Bug 1158016

Summary: service ovirt-engine restart while there are tasks in progress cause Err status code 500
Product: Red Hat Enterprise Virtualization Manager Reporter: Gal Amado <gamado>
Component: ovirt-engineAssignee: Ravi Nori <rnori>
Status: CLOSED DUPLICATE QA Contact: Petr Beňas <pbenas>
Severity: urgent Docs Contact:
Priority: urgent    
Version: 3.5.0CC: acanan, cmestreg, ebenahar, ecohen, gamado, gklein, iheim, lpeer, lsurette, oourfali, pstehlik, rbalakri, Rhev-m-bugs, yeylon, yzaslavs
Target Milestone: ---Keywords: Regression
Target Release: 3.5.0   
Hardware: Unspecified   
OS: Unspecified   
Whiteboard: infra
Fixed In Version: Doc Type: Bug Fix
Doc Text:
Story Points: ---
Clone Of: Environment:
Last Closed: 2014-11-05 20:27:16 UTC Type: Bug
Regression: --- Mount Type: ---
Documentation: --- CRM:
Verified Versions: Category: ---
oVirt Team: Infra RHEL 7.3 requirements from Atomic Host:
Cloudforms Team: --- Target Upstream Version:
Embargoed:
Attachments:
Description Flags
Engine / vdsm logs none

Description Gal Amado 2014-10-28 10:07:28 UTC
Created attachment 951341 [details]
Engine / vdsm logs

Description of problem:
After restarting the engine while there are tasts in progress:
1. engine GUI does not respond.
2. Internal Server Error response on REST api
3. java.lang.IllegalStateException in engine.log



Version-Release number of selected component (if applicable):
Red Hat Enterprise Virtualization Manager Version: 3.5.0-0.17.beta.el6ev
(c) 2014 Red Hat Inc. All rights reserved.

VDSM OS:[root@puma29 ~]# cat /etc/redhat-release 
Red Hat Enterprise Linux Server release 7.0 (Maipo)

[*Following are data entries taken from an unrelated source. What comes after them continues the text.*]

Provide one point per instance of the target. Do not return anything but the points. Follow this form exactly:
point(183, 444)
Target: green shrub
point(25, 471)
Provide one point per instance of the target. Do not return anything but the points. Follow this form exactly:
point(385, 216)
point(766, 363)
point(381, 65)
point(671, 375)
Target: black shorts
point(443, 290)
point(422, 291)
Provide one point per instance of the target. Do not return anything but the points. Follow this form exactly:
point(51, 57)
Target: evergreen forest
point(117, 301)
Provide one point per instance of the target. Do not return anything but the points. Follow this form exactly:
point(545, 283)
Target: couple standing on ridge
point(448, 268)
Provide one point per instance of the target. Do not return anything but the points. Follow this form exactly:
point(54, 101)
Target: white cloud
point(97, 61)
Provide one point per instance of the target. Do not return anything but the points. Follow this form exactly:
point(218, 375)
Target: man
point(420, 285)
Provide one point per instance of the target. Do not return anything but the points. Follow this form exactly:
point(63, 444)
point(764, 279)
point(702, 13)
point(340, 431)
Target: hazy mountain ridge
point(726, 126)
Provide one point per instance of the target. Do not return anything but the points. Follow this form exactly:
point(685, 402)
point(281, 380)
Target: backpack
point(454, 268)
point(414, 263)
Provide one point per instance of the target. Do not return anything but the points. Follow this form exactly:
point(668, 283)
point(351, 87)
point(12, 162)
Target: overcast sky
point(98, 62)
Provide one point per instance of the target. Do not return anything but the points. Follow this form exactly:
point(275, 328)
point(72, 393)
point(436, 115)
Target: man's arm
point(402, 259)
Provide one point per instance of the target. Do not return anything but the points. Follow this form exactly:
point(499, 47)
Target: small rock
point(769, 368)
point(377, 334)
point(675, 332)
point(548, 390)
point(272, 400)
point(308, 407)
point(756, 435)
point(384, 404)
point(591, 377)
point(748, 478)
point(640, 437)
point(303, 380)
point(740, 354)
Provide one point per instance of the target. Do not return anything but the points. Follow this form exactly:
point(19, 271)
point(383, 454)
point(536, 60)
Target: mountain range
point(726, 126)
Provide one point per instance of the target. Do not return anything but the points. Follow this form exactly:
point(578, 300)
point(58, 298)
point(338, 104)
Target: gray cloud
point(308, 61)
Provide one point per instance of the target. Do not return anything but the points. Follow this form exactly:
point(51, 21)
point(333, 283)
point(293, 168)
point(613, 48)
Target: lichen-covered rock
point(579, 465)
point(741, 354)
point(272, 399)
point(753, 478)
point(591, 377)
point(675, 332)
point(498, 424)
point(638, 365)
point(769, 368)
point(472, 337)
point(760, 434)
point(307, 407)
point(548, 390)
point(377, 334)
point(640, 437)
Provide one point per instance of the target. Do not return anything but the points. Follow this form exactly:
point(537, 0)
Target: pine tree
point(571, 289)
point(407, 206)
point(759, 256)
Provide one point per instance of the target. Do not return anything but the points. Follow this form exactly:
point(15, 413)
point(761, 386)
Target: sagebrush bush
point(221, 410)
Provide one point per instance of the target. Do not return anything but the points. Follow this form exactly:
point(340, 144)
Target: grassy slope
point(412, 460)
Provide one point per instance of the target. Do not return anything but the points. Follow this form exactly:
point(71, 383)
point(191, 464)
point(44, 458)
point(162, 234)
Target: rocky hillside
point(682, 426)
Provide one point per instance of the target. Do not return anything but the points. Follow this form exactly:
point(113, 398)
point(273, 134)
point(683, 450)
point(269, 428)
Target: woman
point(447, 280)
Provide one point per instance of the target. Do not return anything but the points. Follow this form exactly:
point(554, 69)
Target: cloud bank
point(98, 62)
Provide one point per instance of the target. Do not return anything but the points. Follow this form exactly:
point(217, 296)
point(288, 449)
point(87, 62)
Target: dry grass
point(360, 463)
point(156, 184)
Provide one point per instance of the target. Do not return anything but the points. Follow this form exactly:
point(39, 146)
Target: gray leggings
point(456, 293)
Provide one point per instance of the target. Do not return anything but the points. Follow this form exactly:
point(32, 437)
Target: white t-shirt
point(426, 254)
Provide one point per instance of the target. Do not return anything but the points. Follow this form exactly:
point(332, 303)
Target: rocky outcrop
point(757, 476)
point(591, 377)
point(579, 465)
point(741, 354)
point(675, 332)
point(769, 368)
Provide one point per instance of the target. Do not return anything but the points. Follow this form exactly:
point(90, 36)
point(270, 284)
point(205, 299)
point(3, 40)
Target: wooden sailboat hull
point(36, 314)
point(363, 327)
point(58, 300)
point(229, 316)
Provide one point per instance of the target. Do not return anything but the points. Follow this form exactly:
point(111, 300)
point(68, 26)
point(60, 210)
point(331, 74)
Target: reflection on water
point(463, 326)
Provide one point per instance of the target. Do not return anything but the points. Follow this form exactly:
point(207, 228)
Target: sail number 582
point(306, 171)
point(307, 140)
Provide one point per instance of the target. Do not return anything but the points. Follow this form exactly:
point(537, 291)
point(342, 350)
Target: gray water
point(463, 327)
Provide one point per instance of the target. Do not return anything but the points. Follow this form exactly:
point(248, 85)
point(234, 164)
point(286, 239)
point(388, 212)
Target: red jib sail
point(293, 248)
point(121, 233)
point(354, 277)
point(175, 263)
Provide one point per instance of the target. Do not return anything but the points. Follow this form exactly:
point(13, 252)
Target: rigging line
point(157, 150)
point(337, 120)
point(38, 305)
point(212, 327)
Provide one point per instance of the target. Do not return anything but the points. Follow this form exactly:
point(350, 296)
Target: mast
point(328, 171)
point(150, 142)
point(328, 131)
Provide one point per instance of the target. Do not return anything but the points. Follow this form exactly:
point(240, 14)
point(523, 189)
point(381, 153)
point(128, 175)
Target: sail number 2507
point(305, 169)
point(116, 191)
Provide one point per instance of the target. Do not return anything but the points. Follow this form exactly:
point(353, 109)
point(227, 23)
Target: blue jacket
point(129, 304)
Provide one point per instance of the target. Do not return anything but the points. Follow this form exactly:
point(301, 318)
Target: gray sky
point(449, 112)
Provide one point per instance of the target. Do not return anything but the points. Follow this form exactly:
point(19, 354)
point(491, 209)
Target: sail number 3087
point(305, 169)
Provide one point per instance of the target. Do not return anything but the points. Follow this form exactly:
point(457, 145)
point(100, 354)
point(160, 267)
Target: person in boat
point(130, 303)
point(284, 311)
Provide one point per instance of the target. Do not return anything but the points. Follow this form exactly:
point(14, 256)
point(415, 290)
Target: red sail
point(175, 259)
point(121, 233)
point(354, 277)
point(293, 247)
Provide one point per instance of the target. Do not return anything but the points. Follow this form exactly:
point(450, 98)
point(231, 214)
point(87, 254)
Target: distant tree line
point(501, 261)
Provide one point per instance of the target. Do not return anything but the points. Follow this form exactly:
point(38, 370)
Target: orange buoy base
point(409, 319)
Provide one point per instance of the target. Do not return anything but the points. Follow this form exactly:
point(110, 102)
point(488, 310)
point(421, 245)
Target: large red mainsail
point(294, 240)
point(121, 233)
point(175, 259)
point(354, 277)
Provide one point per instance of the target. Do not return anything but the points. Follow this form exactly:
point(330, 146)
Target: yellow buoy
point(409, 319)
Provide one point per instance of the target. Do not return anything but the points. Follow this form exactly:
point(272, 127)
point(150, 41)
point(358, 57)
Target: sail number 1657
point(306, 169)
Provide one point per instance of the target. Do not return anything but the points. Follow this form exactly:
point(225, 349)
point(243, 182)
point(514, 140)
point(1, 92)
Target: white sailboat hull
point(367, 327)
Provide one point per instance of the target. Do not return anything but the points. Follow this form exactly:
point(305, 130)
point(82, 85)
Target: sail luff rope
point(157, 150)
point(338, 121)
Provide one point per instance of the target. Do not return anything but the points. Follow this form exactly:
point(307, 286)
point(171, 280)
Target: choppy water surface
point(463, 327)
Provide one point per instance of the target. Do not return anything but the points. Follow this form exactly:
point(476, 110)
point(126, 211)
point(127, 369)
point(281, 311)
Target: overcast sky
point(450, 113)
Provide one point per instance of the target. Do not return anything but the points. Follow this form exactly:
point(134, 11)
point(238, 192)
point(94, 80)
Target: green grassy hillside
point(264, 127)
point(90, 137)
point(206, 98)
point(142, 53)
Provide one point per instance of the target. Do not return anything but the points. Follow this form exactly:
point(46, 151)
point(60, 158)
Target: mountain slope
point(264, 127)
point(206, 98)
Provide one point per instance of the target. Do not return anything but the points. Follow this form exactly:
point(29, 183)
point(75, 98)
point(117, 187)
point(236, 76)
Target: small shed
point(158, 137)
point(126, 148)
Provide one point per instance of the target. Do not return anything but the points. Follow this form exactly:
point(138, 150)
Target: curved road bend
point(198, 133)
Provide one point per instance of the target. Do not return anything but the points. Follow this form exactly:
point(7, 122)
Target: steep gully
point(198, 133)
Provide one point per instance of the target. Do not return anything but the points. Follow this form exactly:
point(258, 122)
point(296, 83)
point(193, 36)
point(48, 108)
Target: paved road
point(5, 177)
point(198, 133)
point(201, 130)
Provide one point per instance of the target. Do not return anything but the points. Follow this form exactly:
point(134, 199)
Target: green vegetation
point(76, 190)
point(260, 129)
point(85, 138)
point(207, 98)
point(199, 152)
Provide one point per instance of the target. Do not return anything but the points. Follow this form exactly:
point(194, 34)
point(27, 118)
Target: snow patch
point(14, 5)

VDSM : vdsm-4.16.7.1-1.el7.x86_64

How reproducible:
Hapans all the time to http://jenkins.qa.lab.tlv.redhat.com:8080/view/Storage/view/3.5/job/3.5-storage_async_tasks-iscsi/

reproduced manually once (make sure there are active tasks while restarting the engine) 

Steps to Reproduce:
Automatic test : http://jenkins.qa.lab.tlv.redhat.com:8080/view/Storage/view/3.5/job/3.5-storage_async_tasks-iscsi/

which implement TCMS (fail on step #2): https://tcms.engineering.redhat.com/case/288728/?from_plan=10029

I was using up and running engine + 1 rhel7 host + ISCSI SD.
 
1.Create new VM with a large preallocated disk, so the task will take some time  (I used 10G)
2.run "service ovirt-engine restart" on the engine.
3. wait a while (some 20 sec.)
Actual results:
4. can't login to engine GUI (status code 500)
5. java.lang.IllegalStateException in engine.log

Expected results:
no exceptions in engine.log , active GUI / REST 

Additional info:

Comment 1 Oved Ourfali 2014-10-29 08:18:11 UTC
Can you attach the engine+host logs?

Comment 2 Gal Amado 2014-11-02 06:55:37 UTC
logs are attached.

Comment 3 Ravi Nori 2014-11-03 13:58:50 UTC
The issue does not seem to be related to backend. If I refresh the webadmin before trying to login, the error does not appear. 

Please refresh webadmin, try to login and let me know if it is reproducible.

Comment 4 Oved Ourfali 2014-11-03 13:59:48 UTC
Reducing severity based on comment #3.

Comment 5 Gal Amado 2014-11-05 12:18:23 UTC
Browser refresh didn't help.
Besides, It fails our Automation, where we don't use webadmin at all.
Did you manage to see the exceptions on the attached engine log ?

Comment 6 Elad 2014-11-05 12:21:34 UTC
Increasing back the severity since we've encoutered this issue on several setups. After it occurs, nothing helps but to cleanup the environment with rhevm-cleanup

Comment 7 Ravi Nori 2014-11-05 17:38:31 UTC
The error in the logs, should have been fixed by Change-Id: I03873642ac5 

Caused by: org.apache.commons.lang.SerializationException: org.codehaus.jackson.map.JsonMappingException: No default constructor for [collection type; class java.util.Collections$UnmodifiableCollection, contains [simple type, class java.lang.String]] (through reference chain: org.ovirt.engine.core.common.action.CreateAllSnapshotsFromVmParameters["parametersCurrentUser"]->org.ovirt.engine.core.common.businessentities.aaa.DbUser

Comment 8 Yair Zaslavsky 2014-11-05 20:27:16 UTC

*** This bug has been marked as a duplicate of bug 1155084 ***